Daneman, a Marilyn Monroe clone in a blond wig, makes an appealing Eileen as she charms every man in sight, including the New York police force. Whilst she does not have a classic Broadway voice, she brings much charm and sophistication to the role. In her solo 'It must be love' she even feeds members of the audience with chocolate-covered cherries.

As Ruth, Mary King, created a vivid, wise-cracking character who was naïve underneath. Her delivery of 'A hundred easy ways to lose a man' was masterly, though she lacks the right 'belt' voice for the role. This was more of a problem with the finale to the first half, where her attempt to interview a shipful of Brazilian sailors degenerates into a hilarious conga, as King's delivery was not quite up to the volume required to rise above the noise of a dozen men dancing the conga.
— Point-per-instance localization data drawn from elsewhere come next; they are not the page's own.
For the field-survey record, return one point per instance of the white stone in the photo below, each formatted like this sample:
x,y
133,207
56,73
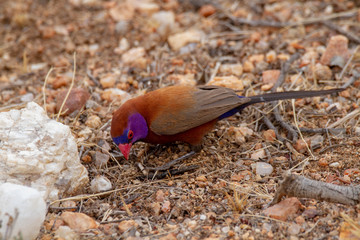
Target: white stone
x,y
39,152
25,207
100,184
66,233
178,40
263,169
165,21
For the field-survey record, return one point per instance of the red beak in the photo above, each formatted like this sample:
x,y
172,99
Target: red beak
x,y
125,149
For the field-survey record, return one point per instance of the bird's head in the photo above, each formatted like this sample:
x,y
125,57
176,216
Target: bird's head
x,y
126,129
From left to right, Ruth (Mary King) and Eileen (Sophie Daneman). Photo © 2004 Alastair Muir
From left to right, Ruth (Mary King) and Eileen (Sophie Daneman). Photo © 2004 Alastair Muir

But this is where musicals at Grange Park develop a charm of their own. The company eschews any form of amplification and with a theatre as small as the opera house in its current incarnation, this means that we get a far more intimate and subtle version of the musical. This worked well, more or less, in Anything Goes and similarly in Wonderful Town this purist approach has plus and minus points as we must occasionally trade off balance problems with the bliss of hearing the score performed to such a high standard, unadulterated by amplification.